Street Sounds: Feel the love with Destiny

Destiny Child's first new album in eight years, Love Songs, lives up to its title.

This album is exactly what the title says it is – a love song compilation. It’s one that’s done in a smooth and seductive modern R&B ballad style by Destiny’s Child (Beyonce Knowles, Kelly Rowland and Michelle Williams) who pour sugar on the senses with their interweaving voices.

These are exquisite and narcotic, so this isn’t highway music or for anything resembling movement (or rocking, partying, etc.)

Love Songs is about the down, sultry side of Destiny’s Child, heavy on mood and suggestion.  The material is sourced from the years 1998–2004 with the exception of a new track, Nuclear. This was recorded with Pharrell Williams and is in line with the lush output of the earlier work, but updated with a hint of club/electronic sound.

There are no Bootylicious-type come-ons here or any Survivor grooves either. Love Songs has more of a come-hither approach. The ensemble vocalizing is the strength and attraction, and this collection showcases that.

The interplay of the trio as they play off each other and harmonize beautifully is the clue that Destiny’s Child is a descendant of girl groups like The Supremes and The Ronettes. But they’re also inheritors of the slick ‘80s pop/R&B hybrid production esthetic that resulted in stars like Whitney Houston and Mariah Carey.

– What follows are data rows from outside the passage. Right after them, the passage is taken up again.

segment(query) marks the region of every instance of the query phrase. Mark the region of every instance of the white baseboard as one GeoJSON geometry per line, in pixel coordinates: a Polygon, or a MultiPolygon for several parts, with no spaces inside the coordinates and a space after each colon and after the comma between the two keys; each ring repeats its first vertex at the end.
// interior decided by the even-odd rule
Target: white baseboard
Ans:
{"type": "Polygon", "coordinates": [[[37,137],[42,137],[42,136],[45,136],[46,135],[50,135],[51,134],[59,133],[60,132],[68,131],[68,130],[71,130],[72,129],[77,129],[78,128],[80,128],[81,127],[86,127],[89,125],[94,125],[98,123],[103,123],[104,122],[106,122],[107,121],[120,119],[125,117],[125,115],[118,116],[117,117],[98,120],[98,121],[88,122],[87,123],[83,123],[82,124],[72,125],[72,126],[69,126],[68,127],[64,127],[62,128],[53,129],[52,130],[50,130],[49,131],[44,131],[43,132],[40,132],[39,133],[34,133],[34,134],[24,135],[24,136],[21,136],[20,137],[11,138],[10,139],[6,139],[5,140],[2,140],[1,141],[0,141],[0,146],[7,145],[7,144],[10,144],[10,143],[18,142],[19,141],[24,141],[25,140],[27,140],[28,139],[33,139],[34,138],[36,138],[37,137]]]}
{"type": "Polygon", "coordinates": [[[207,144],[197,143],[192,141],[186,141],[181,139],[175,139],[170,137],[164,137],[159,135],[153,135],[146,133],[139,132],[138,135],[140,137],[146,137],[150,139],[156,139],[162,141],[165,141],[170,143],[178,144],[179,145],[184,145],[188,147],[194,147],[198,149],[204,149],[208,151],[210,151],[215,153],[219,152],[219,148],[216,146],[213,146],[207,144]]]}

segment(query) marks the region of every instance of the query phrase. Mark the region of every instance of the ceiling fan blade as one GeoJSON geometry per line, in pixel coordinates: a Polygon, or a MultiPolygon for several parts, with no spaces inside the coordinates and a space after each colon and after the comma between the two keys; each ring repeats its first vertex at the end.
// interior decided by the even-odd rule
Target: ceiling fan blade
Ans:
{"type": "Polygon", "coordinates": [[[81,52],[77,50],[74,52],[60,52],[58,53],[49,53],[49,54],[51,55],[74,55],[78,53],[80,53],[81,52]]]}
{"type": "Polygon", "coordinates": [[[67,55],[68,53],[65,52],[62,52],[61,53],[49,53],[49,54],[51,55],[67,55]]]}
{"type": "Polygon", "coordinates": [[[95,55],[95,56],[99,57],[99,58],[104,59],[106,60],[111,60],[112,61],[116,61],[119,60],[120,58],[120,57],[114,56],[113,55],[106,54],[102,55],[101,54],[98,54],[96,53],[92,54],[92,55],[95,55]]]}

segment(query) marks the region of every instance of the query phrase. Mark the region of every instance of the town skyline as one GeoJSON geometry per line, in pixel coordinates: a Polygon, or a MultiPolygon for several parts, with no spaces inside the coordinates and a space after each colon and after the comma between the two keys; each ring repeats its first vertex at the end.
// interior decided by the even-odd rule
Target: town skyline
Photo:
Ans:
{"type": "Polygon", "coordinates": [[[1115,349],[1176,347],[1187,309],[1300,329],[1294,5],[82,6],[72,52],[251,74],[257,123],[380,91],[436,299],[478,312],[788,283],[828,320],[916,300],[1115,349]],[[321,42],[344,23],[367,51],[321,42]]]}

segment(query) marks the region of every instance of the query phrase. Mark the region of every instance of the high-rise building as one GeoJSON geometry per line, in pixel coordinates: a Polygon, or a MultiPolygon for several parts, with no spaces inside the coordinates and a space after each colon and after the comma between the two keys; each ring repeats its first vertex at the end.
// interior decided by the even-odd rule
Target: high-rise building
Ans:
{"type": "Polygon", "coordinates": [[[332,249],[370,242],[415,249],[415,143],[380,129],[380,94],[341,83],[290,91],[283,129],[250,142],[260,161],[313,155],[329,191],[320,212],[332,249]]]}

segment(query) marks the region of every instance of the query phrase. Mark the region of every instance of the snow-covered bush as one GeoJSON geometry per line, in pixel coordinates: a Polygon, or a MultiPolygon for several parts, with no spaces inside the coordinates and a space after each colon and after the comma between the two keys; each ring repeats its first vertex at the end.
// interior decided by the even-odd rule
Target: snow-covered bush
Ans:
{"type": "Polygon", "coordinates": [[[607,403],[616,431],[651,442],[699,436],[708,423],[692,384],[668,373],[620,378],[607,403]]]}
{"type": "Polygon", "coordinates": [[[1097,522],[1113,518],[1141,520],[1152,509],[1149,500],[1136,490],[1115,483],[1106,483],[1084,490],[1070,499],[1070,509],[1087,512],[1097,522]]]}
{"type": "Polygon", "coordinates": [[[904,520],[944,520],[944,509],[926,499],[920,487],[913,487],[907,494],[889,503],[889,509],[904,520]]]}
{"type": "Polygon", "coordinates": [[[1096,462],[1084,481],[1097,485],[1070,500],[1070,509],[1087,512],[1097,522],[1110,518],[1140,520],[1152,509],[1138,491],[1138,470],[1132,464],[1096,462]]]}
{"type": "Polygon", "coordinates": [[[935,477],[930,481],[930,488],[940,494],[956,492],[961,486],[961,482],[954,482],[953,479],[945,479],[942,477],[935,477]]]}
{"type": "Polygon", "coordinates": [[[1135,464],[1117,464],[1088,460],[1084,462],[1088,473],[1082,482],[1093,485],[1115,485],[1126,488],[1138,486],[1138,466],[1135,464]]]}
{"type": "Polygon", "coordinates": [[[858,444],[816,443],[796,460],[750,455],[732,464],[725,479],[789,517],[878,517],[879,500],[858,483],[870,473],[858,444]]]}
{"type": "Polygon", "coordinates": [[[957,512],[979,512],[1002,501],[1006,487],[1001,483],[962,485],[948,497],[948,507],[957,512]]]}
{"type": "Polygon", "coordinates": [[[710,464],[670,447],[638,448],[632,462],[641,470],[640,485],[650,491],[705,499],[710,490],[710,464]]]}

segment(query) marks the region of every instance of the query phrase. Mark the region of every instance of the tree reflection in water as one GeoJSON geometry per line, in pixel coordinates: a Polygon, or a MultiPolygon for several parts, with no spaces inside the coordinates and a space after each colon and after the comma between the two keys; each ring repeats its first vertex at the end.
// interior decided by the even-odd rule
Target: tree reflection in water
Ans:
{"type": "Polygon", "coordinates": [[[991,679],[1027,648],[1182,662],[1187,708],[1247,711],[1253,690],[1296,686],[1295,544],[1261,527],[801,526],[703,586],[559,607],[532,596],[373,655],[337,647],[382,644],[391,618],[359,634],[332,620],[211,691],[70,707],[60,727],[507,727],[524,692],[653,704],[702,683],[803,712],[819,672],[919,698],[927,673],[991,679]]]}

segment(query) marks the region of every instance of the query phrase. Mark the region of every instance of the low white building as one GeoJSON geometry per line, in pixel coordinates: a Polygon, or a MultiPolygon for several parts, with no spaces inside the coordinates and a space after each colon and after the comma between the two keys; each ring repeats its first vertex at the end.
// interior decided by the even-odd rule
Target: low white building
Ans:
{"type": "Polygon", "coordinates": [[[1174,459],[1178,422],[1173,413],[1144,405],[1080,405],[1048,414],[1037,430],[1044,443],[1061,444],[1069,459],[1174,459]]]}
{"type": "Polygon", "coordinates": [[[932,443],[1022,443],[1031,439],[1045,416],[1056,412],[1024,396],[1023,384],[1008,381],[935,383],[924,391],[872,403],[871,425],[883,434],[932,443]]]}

But DC presents a united group front and they have enough electricity between themselves to override the sometimes static songs here. And they don’t indulge in the ridiculous virtuosity of singers like Carey or the sometimes over-the-top mannerisms of Christina Aguilera.

They’ve got soul, slick though it sometimes is.

Fans and other listeners will clue into familiar material like Emotion and Temptation and a remix of Say My Name. Although much of the album features ballads that run on the same current with uniform instrumentations and arrangements, the group character and soulful talent of the trio is a sweet reminder of their sound. Maybe there will be more.

— Dean Gordon-Smith is a Vernon-based musician who reviews new music releases for The Morning Star every Friday in Street Sounds.